Knockdown of translocon-associated protein subunit beta (TRAPβ) stimulates cell cycle arrest and apoptosis in human colorectal cancer cells.

Translocon-associated protein subunit beta (TRAPβ), also known as signal sequence receptor 2 (SSR2) serves as an auxiliary protein facilitating co-translational translocation in the endoplasmic reticulum (ER); however, its role in colorectal cancer is unknown to date. The objectives of the current study are to examine if TRAPβ/SSR2 knockdown affects the cell proliferation and to elucidate mechanisms by which TRAPβ/SSR2 regulates proliferation of human colorectal cancer. We silenced TRAPβ/SSR2 transiently and stably in human colorectal cancer cell lines and analyzed cell proliferative properties. Transient transfection of TRAPβ/SSR2 siRNA significantly repressed the viability of five different types of human colorectal cancer cells. Flow cytometry and western blot showed that TRAPβ/SSR2 knockdown led to significant increase of G2/M-phase arrest in SW480 cells and S-phase arrest in HCT116 and DLD-1 cells. Annexin V-fluorescein isothiocyanate and propidium iodide staining showed that TRAPβ/SSR2 knockdown significantly induced apoptosis in SW480, HCT116, and DLD-1 cells. Similarly, SW480 stable cells with TRAPβ/SSR2 knockdown showed a significant inhibition of anchorage-independent cell growth, an increase of G2/M-phase arrest with downregulation of cyclin B1, and increase of apoptosis.

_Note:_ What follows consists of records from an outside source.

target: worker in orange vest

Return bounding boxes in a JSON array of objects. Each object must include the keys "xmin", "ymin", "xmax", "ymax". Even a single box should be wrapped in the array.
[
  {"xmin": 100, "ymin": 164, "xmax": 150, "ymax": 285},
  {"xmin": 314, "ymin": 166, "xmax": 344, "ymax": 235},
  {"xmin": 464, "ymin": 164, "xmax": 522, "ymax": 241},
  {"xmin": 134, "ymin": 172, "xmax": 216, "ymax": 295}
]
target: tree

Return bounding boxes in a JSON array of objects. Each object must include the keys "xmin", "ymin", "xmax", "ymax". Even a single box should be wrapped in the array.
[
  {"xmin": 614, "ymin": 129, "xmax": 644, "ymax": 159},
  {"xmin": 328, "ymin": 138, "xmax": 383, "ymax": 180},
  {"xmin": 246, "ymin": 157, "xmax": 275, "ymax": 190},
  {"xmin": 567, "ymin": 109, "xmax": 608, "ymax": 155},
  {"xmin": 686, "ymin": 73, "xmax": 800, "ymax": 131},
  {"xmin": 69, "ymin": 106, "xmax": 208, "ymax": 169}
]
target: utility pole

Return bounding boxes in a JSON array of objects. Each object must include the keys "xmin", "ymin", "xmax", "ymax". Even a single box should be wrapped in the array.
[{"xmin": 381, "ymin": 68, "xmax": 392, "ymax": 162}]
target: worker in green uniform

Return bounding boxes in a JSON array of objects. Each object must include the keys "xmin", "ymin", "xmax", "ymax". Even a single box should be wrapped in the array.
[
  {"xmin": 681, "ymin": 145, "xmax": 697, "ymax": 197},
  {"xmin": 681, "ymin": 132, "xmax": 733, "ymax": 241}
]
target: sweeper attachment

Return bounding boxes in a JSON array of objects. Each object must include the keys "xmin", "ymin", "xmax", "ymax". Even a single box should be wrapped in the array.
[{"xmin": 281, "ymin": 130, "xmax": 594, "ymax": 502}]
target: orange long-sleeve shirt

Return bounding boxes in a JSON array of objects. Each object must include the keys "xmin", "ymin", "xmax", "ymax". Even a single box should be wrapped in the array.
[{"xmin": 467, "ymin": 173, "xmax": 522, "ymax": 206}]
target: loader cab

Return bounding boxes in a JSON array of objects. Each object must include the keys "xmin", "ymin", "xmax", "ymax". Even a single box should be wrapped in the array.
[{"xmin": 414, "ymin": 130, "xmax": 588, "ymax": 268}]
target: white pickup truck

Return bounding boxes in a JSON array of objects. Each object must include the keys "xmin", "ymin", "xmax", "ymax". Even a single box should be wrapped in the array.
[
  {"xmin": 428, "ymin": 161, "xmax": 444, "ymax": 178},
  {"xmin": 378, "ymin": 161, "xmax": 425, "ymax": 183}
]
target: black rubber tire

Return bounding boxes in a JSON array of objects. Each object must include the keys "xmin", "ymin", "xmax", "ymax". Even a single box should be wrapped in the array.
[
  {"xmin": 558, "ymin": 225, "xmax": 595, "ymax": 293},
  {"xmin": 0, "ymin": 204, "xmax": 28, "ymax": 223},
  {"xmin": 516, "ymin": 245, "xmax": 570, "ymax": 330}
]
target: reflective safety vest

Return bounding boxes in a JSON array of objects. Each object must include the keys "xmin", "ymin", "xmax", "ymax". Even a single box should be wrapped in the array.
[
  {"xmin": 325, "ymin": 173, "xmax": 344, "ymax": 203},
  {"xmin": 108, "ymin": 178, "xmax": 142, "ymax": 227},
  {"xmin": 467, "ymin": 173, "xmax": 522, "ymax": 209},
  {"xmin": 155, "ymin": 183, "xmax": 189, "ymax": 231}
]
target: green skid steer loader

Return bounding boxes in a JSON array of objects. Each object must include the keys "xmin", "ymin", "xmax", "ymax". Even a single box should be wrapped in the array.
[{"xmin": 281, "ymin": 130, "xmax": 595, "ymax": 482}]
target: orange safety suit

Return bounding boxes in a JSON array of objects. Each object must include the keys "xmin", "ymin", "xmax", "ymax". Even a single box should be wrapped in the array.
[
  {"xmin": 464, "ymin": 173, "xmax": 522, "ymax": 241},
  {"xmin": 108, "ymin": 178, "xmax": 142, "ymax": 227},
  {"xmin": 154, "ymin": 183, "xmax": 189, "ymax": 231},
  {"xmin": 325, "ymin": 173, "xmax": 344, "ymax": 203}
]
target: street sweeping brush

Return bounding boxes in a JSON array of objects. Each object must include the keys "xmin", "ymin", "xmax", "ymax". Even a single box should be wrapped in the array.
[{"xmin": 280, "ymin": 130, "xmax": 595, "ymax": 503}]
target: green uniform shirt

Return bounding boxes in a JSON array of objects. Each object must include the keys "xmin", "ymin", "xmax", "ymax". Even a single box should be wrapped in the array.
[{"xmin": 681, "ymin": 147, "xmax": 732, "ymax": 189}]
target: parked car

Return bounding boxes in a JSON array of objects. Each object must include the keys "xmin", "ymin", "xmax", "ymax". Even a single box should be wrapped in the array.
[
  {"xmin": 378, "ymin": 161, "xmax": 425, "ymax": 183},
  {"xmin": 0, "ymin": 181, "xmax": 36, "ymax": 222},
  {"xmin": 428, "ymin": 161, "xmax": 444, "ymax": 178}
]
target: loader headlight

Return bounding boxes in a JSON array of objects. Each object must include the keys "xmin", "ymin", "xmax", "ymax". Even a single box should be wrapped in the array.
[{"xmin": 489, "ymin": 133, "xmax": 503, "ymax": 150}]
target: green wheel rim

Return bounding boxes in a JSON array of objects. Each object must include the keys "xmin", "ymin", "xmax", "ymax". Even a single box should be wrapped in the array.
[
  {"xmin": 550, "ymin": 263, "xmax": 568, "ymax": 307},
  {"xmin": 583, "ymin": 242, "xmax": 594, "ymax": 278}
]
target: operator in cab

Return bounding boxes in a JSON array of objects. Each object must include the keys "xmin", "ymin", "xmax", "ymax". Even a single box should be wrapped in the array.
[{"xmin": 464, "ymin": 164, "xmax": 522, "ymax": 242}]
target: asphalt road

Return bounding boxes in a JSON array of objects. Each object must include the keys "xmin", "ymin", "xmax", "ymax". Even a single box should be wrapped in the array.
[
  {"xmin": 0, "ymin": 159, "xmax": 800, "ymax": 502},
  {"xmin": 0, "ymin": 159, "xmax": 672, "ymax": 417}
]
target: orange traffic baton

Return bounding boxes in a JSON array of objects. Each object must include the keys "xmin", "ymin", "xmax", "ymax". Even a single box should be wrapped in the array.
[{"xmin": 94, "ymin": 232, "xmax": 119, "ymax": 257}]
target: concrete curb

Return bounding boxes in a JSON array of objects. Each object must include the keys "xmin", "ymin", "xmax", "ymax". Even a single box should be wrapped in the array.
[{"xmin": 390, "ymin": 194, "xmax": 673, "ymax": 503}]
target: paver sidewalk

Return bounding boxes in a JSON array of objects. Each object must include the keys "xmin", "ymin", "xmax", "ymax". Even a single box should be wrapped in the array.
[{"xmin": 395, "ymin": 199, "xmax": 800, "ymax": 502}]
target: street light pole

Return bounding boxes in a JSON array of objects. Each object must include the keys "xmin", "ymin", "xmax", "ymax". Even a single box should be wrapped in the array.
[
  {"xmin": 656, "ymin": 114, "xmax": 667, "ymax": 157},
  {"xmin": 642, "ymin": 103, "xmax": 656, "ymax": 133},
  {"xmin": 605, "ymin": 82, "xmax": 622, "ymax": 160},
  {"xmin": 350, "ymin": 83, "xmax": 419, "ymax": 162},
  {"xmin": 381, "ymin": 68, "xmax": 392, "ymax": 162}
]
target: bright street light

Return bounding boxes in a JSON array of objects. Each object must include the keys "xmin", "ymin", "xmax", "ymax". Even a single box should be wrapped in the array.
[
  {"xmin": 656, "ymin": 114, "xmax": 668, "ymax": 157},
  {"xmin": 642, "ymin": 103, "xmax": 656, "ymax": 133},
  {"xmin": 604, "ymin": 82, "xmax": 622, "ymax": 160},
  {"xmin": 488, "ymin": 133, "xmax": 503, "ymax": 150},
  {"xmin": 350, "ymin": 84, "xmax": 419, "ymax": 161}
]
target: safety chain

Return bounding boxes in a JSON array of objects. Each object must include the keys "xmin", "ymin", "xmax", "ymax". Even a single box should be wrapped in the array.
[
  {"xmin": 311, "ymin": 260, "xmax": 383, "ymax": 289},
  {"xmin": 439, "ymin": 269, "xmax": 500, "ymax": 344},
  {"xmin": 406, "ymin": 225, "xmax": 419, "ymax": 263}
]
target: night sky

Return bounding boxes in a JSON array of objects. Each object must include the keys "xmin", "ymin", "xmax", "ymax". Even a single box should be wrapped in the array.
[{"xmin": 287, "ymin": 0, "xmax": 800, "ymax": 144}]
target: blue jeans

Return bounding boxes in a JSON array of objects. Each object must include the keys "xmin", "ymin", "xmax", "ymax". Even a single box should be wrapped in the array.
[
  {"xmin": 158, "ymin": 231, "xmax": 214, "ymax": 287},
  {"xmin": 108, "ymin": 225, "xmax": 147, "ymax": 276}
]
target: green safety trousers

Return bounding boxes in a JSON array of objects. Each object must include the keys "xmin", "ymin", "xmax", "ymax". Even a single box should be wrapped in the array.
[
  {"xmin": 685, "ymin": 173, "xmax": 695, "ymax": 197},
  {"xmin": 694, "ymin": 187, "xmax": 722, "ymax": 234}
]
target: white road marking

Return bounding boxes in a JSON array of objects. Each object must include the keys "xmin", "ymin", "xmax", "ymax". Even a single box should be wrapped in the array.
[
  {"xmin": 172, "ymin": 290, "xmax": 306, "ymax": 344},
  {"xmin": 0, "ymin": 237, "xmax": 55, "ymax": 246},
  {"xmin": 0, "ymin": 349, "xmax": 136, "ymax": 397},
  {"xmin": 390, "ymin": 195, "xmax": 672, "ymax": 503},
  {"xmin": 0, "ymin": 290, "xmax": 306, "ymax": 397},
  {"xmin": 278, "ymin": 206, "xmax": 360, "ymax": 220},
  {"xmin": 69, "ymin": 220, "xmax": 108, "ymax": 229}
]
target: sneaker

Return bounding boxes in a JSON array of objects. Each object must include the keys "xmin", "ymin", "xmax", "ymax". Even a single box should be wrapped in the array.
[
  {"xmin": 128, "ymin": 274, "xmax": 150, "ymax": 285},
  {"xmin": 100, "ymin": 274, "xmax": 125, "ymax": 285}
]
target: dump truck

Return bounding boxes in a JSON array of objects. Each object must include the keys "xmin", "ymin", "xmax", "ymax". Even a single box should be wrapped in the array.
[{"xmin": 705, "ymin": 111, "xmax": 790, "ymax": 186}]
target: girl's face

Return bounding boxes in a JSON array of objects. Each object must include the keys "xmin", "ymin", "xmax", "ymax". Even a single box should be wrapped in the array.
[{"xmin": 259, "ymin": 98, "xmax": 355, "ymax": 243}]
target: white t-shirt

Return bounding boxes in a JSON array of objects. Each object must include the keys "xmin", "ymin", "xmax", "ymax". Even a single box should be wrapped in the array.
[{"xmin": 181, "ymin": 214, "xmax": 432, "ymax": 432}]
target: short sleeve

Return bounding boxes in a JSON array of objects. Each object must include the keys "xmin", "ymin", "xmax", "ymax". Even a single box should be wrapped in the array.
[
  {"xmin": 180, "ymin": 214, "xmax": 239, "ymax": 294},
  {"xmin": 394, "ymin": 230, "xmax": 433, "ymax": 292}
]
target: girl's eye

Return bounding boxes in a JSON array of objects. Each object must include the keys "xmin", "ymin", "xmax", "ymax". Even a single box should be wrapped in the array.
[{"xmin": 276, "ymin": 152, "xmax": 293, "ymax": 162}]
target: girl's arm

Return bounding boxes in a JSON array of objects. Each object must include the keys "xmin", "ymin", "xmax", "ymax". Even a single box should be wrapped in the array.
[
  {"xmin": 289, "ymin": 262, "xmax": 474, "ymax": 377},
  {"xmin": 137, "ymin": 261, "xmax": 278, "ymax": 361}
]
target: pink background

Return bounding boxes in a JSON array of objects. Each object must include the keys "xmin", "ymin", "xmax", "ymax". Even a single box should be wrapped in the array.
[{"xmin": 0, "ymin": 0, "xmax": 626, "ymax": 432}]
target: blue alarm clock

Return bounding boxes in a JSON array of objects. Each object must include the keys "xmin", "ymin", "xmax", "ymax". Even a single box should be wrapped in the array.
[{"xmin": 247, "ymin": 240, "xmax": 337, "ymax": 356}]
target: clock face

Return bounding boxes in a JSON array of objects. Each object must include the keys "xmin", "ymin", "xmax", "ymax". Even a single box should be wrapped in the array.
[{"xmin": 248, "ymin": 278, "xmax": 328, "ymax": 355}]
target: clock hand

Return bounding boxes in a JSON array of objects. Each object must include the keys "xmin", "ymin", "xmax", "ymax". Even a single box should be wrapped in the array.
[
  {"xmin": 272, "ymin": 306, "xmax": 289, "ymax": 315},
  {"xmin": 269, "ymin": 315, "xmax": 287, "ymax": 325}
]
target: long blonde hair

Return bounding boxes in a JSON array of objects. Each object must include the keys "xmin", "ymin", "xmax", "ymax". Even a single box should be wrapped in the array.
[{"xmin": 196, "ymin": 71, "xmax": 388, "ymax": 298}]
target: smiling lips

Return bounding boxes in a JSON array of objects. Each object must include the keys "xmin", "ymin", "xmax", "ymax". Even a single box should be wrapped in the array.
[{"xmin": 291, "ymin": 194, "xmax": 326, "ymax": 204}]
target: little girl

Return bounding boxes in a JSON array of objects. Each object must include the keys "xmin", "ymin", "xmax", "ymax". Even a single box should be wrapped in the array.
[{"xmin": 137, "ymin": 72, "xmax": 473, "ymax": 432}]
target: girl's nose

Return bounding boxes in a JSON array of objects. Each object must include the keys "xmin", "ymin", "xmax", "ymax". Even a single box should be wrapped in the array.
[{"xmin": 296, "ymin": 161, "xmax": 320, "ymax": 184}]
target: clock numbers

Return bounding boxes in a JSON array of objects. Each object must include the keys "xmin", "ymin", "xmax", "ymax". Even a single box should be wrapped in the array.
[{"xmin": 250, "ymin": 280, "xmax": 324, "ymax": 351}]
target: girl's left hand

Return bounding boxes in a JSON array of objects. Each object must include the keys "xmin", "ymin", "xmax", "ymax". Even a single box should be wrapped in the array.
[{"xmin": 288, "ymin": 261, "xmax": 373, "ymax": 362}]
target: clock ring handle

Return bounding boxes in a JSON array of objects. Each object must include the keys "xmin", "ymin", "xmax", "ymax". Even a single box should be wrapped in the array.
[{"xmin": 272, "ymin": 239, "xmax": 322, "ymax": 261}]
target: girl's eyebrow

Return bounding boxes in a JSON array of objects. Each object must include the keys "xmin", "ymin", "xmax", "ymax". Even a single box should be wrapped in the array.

Regarding mechanisms, TRAPβ/SSR2 knockdown mitigated epidermal growth factor-stimulated activation of mitogen-activated protein kinase (MAPK) pathways and showed significantly decreased expression of inositol-requiring enzyme 1 alpha (IRE1α), while IRE1α reintroduction in TRAPβ/SSR2 knockdown cells reversed G2/M-phase arrest and promoted cell cycle progression. All taken together, our data demonstrate that TRAPβ/SSR2 in the ER could be a molecular target to control cell cycle progression and apoptosis through MAPK-mediated and IRE1α-mediated pathways in human colorectal cancer cells.